NN:The population is not equal. People who grew up with these technologies will be less stressed out by the vague micro-decisions we have to consider, simply because they have lived with this new norm. This is a big difference compared to our grandparents, for instance. Also see Steven Johnson’s book Everything Bad is Good for You. Overall, I see a set of tradeoffs:

  • A huge and diverse quantity of material that can be useful or interesting for anyone curious. I grew up in the countryside and it was a pain in the ass to get access to “long-tail” music/books/fanzines/etc. The web is a formidable source of difference for people intrigued by others’ cultures and who want to learn.
  • However, this huge quantity of material makes us run like headless chickens, taking a quick bite from lots of sources of information but we may lose our ability to sit still and think deeply about a certain topic.
  • At the psychological level, the capacity to cope with large amount of information, integrate multiple factors and make decisions. Yet we also suffer from decision fatigue (e.g., bombarded by requests, information and data).
  • Privacy is shifting and we are more and more obliged to share personal information with others.
  • An urge to be reachable (and aware of current trends) 24/7 which is tiresome too.

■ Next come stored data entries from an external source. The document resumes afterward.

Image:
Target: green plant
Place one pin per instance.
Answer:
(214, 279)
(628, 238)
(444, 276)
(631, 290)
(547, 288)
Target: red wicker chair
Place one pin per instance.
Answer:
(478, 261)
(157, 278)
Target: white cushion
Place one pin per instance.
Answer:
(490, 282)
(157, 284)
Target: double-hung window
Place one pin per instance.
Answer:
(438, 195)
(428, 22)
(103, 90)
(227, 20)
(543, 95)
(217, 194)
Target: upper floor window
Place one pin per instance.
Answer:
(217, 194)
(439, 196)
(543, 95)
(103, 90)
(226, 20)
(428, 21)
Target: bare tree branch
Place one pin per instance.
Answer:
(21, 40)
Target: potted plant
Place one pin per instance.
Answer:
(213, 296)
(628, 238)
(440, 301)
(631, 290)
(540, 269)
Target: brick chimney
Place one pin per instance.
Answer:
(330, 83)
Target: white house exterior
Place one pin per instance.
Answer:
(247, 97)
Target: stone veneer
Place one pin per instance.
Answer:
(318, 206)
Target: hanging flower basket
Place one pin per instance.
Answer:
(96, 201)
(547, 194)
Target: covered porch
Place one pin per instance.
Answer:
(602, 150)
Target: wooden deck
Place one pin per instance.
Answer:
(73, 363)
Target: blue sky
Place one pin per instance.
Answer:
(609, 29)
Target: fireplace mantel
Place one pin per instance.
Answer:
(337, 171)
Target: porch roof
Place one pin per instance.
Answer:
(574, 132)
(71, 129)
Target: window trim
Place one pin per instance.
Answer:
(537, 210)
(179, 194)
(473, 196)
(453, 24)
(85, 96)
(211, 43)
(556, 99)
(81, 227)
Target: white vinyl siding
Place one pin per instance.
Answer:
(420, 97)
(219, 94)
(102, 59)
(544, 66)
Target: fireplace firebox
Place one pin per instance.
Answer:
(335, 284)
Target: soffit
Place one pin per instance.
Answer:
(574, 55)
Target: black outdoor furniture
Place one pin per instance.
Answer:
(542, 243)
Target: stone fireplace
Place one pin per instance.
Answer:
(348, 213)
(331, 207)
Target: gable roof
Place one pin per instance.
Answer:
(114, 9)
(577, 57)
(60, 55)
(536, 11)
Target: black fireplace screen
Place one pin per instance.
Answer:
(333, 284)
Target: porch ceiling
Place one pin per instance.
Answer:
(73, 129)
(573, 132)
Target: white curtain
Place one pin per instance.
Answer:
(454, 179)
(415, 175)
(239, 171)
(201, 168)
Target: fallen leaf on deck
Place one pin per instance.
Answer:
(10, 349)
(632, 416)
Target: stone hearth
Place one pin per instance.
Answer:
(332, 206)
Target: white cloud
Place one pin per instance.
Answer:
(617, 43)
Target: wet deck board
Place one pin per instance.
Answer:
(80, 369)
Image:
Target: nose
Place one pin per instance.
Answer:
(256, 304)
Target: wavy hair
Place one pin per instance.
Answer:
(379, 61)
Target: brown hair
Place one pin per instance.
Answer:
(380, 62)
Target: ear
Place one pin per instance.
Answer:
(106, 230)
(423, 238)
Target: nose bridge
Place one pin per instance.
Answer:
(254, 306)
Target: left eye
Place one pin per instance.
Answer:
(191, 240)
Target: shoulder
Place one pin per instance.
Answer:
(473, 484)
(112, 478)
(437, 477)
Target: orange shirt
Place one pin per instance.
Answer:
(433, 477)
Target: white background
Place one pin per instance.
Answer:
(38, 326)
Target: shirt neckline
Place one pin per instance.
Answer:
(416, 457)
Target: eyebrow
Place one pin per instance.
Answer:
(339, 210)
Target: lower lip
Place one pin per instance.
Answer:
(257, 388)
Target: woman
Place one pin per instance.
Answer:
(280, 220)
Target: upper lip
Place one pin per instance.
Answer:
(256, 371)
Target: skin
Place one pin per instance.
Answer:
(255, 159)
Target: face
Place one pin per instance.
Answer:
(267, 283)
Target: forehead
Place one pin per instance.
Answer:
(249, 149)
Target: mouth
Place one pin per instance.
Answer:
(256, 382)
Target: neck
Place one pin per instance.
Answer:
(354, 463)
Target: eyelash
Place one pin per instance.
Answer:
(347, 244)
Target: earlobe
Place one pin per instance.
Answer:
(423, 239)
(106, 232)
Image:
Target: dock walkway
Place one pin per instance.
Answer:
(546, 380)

tOp: Anything else to share with us?

NN: “One of the diseases of this age is the multiplicity of books; they doth so overcharge the world that it is not able to digest the abundance of idle matter that is every day hatched and brought forth into the world.” Barnaby Rich (1580-1617) wrote that in 1613. This quote inspires me to ask questions about the situation back then and now: if our ancestors felt this overload, how did they cope with it? What happened then? Did this feeling vanish? Was it a continuous feeling or recurring? What about now? Can we draw some inspiration from what happen in the past? Or should we find new ways to move forward?